Rodgers’ menu lists a Sports Manicure, making the service more palatable. “Some people react adversely to the word manicure; some don’t,” she says. “They’re still operating on a manly level, but then they really love the service and say they should have tried it long ago.”
Vincent’s has grown fast thanks to its focus on client satisfaction rather than sales gimmicks, and as a result has snagged its share of “best of” awards in recent years. The male haven promotes a monthly membership, which offers unlimited haircuts, plus 15-percent off services like hand and foot restoration. And Wilscam agrees that the best way to market is through word of mouth. “One guy’s testimonial is worth more than 10 ads,” he says.
But there are other ways you can encourage men to try off-the-radar services, like nail care. Rodgers has found success with online monthly specials through her website and e-blasts. Meanwhile, Davide markets to her female clients at LaBella, encouraging them to treat the men in their lives with a trip to Vincent’s.
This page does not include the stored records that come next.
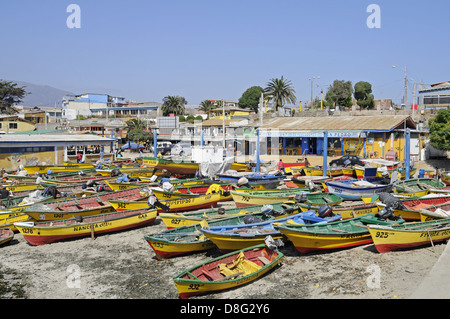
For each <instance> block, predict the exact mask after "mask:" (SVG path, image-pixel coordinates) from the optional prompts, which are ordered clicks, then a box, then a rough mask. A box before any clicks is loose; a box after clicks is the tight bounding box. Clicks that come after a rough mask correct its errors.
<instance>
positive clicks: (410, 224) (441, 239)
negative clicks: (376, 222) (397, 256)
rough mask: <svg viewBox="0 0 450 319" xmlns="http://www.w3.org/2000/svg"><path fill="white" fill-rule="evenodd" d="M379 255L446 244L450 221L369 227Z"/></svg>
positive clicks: (449, 225) (412, 223) (444, 219)
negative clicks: (427, 245) (421, 246)
mask: <svg viewBox="0 0 450 319" xmlns="http://www.w3.org/2000/svg"><path fill="white" fill-rule="evenodd" d="M369 232H370V235H371V236H372V239H373V243H374V244H375V248H376V249H377V251H378V252H379V253H386V252H390V251H395V250H405V249H411V248H416V247H420V246H425V245H434V244H436V243H441V242H446V241H447V240H448V239H450V219H441V220H434V221H427V222H418V223H407V224H403V225H392V226H379V225H373V226H372V225H371V226H369Z"/></svg>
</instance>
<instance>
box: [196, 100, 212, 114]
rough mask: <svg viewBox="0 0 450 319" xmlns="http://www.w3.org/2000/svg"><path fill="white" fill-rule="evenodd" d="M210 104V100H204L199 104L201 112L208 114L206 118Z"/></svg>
mask: <svg viewBox="0 0 450 319" xmlns="http://www.w3.org/2000/svg"><path fill="white" fill-rule="evenodd" d="M212 106H213V105H212V102H211V101H210V100H204V101H202V102H201V103H200V107H199V109H200V110H201V111H203V112H205V113H206V114H208V118H209V112H210V111H211V109H212Z"/></svg>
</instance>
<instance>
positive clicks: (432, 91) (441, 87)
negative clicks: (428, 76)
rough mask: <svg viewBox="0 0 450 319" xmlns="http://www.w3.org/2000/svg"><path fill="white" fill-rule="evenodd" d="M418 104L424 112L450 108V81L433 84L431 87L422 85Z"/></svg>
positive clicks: (419, 91) (418, 100) (420, 85)
mask: <svg viewBox="0 0 450 319" xmlns="http://www.w3.org/2000/svg"><path fill="white" fill-rule="evenodd" d="M418 104H419V105H421V106H422V108H423V109H424V110H427V109H428V110H429V109H440V108H448V107H450V81H446V82H440V83H435V84H431V86H430V87H425V86H423V85H422V84H420V85H419V98H418Z"/></svg>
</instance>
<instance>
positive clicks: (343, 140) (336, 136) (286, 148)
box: [260, 116, 427, 161]
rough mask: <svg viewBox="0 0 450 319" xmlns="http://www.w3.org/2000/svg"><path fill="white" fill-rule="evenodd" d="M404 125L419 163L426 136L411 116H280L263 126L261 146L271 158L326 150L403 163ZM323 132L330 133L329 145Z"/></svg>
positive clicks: (413, 157)
mask: <svg viewBox="0 0 450 319" xmlns="http://www.w3.org/2000/svg"><path fill="white" fill-rule="evenodd" d="M405 126H406V128H407V129H410V130H411V136H410V154H411V159H417V160H418V159H419V157H420V151H421V149H422V148H423V147H424V146H425V145H424V141H425V136H426V135H427V133H423V132H417V131H415V130H416V125H415V123H414V121H413V120H412V119H411V117H409V116H408V117H405V116H328V117H301V118H292V117H291V118H289V117H277V118H273V119H268V120H265V122H264V124H263V126H262V127H260V136H261V138H262V140H261V141H260V143H262V144H263V145H264V146H265V148H266V149H267V154H272V155H274V154H278V155H301V154H304V155H323V154H324V151H325V150H326V151H327V155H328V156H342V155H347V154H353V155H360V156H362V157H366V158H369V157H371V158H386V159H391V158H390V156H391V155H394V156H395V158H393V159H396V160H399V161H403V160H404V158H405V145H406V140H405V133H404V128H405ZM324 131H327V134H328V137H327V140H328V143H327V145H326V146H325V145H324ZM264 146H262V147H261V148H264Z"/></svg>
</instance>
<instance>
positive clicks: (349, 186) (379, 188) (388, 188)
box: [323, 178, 393, 200]
mask: <svg viewBox="0 0 450 319" xmlns="http://www.w3.org/2000/svg"><path fill="white" fill-rule="evenodd" d="M384 182H385V179H384V178H371V179H351V180H343V181H324V182H323V183H324V184H325V188H326V191H327V192H329V193H334V194H337V195H339V196H341V197H343V198H344V199H348V200H361V197H368V196H372V195H374V194H378V193H388V192H390V191H391V190H392V186H393V184H392V183H389V184H383V183H384Z"/></svg>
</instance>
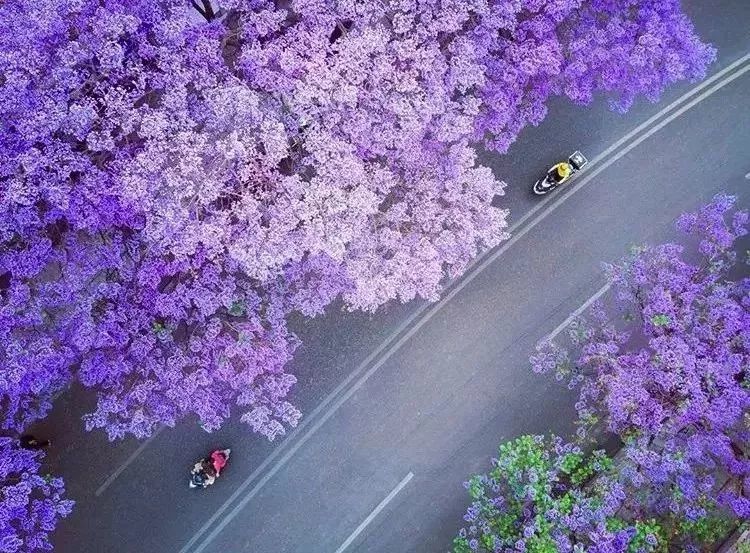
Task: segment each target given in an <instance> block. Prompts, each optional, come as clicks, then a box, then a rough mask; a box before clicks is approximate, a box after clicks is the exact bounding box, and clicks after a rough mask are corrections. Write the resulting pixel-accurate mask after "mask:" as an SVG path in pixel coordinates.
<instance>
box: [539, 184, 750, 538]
mask: <svg viewBox="0 0 750 553" xmlns="http://www.w3.org/2000/svg"><path fill="white" fill-rule="evenodd" d="M733 204H734V198H732V197H729V196H723V195H720V196H717V197H715V198H714V200H713V201H712V202H711V203H710V204H708V205H706V206H705V207H703V208H701V209H700V210H698V211H697V212H695V213H688V214H685V215H683V216H682V217H680V218H679V220H678V221H677V227H678V229H680V230H681V231H684V232H686V233H687V234H689V235H691V236H692V237H693V239H694V241H695V243H696V245H697V251H696V252H693V251H692V250H686V249H685V248H684V247H683V246H682V245H678V244H664V245H660V246H653V247H652V246H645V247H640V248H636V249H634V251H633V253H632V254H631V256H630V257H628V258H626V259H625V260H623V261H622V262H621V263H619V264H617V265H607V266H606V273H607V275H608V278H609V281H610V283H611V284H612V287H613V291H614V296H615V300H616V304H615V305H614V306H612V307H611V308H607V307H605V306H603V305H599V306H597V307H596V308H594V309H593V311H592V317H591V318H592V320H591V321H589V322H586V321H578V322H577V323H576V324H575V325H574V326H573V328H571V330H570V337H571V339H572V341H573V351H574V353H569V351H568V350H566V349H563V348H561V347H560V346H556V345H554V344H550V343H545V344H541V345H540V347H539V351H538V353H537V354H536V355H535V356H534V357H532V364H533V366H534V369H535V370H537V371H539V372H550V371H551V372H556V373H557V375H558V378H570V379H571V384H572V385H577V384H580V397H579V400H578V402H577V403H576V408H577V410H578V413H579V416H580V420H581V423H582V428H581V430H582V431H584V432H585V429H586V428H587V427H590V426H591V425H593V424H595V423H596V422H597V421H599V420H601V421H603V422H604V423H605V424H606V426H607V428H608V429H609V430H610V431H612V432H614V433H616V434H618V435H619V436H620V437H621V438H622V439H623V441H624V442H625V456H626V462H625V466H624V469H623V478H624V479H625V480H626V481H628V482H629V484H630V485H631V486H632V487H633V489H637V490H640V491H639V493H638V494H637V496H636V495H634V496H633V497H634V498H637V501H633V504H632V505H630V508H631V509H633V510H637V511H643V512H648V513H657V514H669V515H670V516H671V515H676V516H679V517H684V519H685V520H686V521H687V524H689V525H690V524H692V525H695V524H699V523H700V522H701V521H702V520H705V517H707V516H710V515H712V514H713V512H714V510H715V507H716V506H717V505H718V507H719V508H720V509H721V510H723V511H724V512H726V513H728V514H729V515H733V516H736V517H739V518H740V519H747V518H748V516H750V456H749V454H750V443H749V441H748V439H749V438H750V433H749V432H748V417H749V416H750V415H749V413H750V376H749V375H748V367H750V279H748V278H740V279H739V280H730V278H729V277H730V271H731V270H732V268H733V267H734V265H735V262H736V253H735V252H734V250H733V246H734V244H735V241H736V240H737V238H739V237H741V236H744V235H745V234H746V233H747V222H748V213H747V212H745V211H733V210H732V206H733ZM725 479H726V480H727V482H726V485H724V486H723V488H722V489H721V491H720V492H718V494H717V489H718V488H719V484H720V483H722V482H723V481H724V480H725Z"/></svg>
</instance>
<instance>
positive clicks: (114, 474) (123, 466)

This year, she plans to introduce an e-newsletter and host wellness clinics for men, such as a stress relief weekend with guest speakers discussing topics like grooming, health and wellness, and work-life balance. “We want o combine business and pleasure,” Davide notes. “Men’s mixers, where they can learn more about topics of interest, are becoming more popular.”
Finally, don’t forget the follow up, but remain flexible when it comes to rebooking. “Employees should always ask the clients if they liked the service and recommend when they should come back,” Rodgers explains. However, be prepared if they don’t commit right away. “Some men book a month ahead, but that’s few and far between. They often call up the day of and ask if there’s availability. It’s a different mentality than women.”